In the case of false confessions, this is caused by interrogators dropping certain hints about the details of the crime to the suspect, either intentionally or unintentionally. This is known as “contamination.” Just like a crime scene needs to be tightly controlled to prevent outside materials from mixing with evidence left by the perpetrator, interrogators must be very careful to not give the suspect any information about the crime that only the perpetrator should know. This way, if the suspect slips and lets on that they know some of these details, you can be pretty sure that they were in some way involved in the crime. But if the interrogator accidentally lets some of this information slip, this method immediately becomes unreliable.
According to the Wall Street Journal Law Blog (also reported here) criminal defense attorneys are taking note. It used to be that an admissible confession was the final nail in a coffin for a criminal defense. Nowadays, defense attorneys are paying much closer attention to confessions, and going to a much greater effort to ensure that confessions are reliable. After all, defense attorneys don’t simply take witnesses for the prosecution at their word, and of course they shouldn’t.

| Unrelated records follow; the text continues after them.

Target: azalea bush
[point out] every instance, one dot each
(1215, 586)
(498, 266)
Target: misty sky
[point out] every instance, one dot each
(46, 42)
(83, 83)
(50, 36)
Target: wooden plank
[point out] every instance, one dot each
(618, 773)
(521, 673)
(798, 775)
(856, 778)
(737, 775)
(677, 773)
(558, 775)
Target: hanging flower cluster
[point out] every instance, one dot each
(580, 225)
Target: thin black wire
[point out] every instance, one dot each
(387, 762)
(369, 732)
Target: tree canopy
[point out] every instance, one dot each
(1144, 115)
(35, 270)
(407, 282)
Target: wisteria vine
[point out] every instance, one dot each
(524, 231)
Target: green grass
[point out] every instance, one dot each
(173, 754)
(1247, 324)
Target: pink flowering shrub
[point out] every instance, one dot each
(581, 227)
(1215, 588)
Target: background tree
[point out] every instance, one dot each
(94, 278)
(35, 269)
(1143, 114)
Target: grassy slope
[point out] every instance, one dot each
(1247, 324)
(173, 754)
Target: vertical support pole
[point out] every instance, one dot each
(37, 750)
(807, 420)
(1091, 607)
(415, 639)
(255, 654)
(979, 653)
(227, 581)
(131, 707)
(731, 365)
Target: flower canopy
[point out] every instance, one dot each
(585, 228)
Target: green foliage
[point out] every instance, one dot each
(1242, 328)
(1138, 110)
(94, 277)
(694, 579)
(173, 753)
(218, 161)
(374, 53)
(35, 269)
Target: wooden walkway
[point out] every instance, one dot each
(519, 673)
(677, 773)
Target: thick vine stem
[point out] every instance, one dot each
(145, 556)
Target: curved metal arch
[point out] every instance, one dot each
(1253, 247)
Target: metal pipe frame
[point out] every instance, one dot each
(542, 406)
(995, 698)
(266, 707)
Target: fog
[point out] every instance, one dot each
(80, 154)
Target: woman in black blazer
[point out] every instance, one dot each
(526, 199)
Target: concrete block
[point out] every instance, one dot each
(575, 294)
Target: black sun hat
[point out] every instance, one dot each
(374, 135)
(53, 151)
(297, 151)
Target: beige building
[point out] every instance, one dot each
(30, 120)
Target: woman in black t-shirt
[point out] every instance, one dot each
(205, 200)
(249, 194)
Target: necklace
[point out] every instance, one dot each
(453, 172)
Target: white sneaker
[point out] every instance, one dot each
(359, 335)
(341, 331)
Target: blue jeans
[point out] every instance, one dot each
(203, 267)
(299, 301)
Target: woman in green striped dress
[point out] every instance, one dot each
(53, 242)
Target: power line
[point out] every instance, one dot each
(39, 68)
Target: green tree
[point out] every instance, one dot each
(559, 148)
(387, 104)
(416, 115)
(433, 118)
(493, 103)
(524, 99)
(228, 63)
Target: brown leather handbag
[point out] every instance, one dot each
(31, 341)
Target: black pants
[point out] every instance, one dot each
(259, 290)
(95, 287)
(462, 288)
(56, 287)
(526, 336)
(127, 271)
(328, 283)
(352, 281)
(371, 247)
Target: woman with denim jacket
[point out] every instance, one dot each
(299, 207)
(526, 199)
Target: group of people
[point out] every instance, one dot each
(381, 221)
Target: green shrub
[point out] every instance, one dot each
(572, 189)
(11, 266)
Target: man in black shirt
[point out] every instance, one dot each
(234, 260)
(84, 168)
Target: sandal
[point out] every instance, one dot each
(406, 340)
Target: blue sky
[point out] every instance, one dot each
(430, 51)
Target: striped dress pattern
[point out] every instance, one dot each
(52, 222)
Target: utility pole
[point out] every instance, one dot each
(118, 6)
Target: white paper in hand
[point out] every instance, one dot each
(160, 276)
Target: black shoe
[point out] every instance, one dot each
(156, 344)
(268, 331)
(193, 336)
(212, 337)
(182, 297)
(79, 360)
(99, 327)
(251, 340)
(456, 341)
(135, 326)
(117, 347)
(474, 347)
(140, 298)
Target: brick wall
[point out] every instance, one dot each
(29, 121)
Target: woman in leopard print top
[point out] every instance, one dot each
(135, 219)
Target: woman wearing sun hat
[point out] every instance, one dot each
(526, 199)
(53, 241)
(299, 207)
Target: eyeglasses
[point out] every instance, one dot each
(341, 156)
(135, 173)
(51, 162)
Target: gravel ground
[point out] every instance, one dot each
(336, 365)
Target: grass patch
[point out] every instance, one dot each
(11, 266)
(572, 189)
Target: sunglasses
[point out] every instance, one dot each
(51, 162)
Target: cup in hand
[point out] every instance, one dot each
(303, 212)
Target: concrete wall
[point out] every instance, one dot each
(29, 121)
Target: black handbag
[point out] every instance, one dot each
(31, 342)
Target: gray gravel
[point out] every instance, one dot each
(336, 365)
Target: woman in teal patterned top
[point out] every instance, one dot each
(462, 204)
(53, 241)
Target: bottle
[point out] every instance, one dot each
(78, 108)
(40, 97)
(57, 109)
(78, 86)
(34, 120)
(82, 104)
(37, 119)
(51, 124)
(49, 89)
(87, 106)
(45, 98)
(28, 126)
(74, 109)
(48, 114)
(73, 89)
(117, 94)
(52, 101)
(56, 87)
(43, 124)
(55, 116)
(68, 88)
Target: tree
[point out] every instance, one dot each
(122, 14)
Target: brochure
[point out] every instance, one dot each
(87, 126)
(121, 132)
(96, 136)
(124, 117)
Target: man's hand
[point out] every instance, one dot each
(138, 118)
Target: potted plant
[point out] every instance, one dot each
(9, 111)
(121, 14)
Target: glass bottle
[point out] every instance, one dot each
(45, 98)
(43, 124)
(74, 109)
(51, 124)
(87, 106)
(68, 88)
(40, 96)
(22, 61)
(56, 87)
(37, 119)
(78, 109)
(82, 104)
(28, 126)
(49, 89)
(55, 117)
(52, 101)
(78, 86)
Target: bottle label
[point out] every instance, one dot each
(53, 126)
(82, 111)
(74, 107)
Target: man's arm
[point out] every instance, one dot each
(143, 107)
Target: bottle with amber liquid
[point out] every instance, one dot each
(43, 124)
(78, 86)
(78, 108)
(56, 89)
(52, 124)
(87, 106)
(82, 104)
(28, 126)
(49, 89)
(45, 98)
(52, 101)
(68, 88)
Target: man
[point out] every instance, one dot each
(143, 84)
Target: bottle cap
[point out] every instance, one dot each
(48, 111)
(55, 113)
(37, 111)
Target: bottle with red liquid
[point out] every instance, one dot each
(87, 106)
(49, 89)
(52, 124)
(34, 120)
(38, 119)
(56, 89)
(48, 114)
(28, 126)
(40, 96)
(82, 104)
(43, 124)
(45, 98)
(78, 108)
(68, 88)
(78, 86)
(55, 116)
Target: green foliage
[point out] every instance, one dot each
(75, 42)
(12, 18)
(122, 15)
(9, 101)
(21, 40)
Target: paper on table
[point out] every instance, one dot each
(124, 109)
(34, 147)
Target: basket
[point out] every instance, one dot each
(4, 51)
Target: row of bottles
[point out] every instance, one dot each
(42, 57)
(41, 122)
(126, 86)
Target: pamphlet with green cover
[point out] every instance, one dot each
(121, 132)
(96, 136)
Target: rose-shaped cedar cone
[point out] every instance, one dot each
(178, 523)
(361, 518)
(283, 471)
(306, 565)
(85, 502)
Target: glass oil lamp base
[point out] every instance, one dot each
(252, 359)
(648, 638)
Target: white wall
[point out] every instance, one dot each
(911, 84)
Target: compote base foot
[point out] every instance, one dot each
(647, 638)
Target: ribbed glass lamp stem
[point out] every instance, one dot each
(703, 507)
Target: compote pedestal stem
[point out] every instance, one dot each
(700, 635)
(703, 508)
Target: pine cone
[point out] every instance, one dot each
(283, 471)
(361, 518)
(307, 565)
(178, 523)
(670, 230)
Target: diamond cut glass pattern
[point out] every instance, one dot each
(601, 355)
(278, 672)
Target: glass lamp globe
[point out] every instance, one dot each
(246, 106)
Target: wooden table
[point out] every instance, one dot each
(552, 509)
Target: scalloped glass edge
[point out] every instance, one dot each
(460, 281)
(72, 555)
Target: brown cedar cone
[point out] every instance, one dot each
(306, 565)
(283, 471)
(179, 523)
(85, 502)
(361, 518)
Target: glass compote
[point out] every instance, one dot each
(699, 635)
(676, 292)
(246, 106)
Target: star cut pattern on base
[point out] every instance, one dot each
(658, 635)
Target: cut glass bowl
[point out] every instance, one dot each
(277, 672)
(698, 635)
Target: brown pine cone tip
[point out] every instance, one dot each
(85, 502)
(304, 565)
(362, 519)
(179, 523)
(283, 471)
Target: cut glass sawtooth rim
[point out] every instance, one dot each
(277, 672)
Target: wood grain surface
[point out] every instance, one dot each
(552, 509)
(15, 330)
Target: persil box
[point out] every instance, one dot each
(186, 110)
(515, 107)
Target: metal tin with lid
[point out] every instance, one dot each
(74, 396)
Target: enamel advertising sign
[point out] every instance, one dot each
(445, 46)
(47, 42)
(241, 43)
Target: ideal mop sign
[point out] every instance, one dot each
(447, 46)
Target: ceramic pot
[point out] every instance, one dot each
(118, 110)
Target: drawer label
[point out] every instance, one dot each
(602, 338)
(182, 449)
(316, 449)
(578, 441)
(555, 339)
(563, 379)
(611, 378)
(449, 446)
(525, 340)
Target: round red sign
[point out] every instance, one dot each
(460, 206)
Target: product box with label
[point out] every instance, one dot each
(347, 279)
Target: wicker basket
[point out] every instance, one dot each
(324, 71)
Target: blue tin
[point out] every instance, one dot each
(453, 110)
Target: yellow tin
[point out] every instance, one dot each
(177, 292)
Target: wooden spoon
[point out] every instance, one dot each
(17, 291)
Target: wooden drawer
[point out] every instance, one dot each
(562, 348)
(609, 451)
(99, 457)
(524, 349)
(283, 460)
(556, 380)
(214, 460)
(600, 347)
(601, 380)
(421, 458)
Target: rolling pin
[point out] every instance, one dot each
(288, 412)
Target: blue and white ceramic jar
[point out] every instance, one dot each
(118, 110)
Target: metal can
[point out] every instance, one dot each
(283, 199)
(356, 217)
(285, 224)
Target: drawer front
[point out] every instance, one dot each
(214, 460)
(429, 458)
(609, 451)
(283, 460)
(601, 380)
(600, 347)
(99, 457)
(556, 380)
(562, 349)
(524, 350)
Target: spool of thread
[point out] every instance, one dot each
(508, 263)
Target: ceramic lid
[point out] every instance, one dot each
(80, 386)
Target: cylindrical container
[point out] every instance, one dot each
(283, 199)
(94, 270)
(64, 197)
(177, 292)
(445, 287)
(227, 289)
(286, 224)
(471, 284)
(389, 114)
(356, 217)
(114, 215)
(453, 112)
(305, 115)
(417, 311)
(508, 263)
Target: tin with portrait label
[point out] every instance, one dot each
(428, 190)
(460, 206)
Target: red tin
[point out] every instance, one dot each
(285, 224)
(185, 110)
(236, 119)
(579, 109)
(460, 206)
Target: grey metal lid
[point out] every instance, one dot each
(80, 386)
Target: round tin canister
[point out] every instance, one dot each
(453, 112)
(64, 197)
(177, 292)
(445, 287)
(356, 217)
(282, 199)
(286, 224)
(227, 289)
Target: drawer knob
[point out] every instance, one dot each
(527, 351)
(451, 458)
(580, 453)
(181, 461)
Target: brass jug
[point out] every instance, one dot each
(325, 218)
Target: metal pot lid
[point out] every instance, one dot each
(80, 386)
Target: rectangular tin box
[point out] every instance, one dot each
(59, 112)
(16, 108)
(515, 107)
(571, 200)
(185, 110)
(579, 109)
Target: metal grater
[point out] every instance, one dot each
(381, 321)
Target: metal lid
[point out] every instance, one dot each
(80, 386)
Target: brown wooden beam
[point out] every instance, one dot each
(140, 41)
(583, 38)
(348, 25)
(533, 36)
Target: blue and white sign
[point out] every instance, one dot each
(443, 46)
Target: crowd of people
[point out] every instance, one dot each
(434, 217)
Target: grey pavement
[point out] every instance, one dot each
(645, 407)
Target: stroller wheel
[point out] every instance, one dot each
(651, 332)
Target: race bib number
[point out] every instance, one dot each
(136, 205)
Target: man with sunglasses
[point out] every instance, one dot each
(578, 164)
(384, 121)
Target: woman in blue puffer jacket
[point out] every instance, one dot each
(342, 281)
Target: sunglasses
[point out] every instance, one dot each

They generally expect the prosecutor to present some evidence backing up the statements of witnesses, and if none exists, they make sure the jury knows it.
While it’s certainly good that defense attorneys are getting wise to this phenomenon, some serious changes should be made in police procedure to mitigate the problem of false confessions. For example, perhaps interrogations should be videotaped in all cases involving major crimes, not just capital cases.
And this might be a common theme that’s emerging in my posts, but it always seems to be what I take away from stories like these: the general public needs to be better-educated on the basics of the substantive law that governs their actions and, perhaps more importantly, the legal system that actually carries out those laws.
A citizenry that’s educated about their legal rights will be far less likely to waive them. And if you find yourself suspected of a crime you didn’t commit, waiving your right to have an attorney present during your questioning is just about the last thing you would want to do.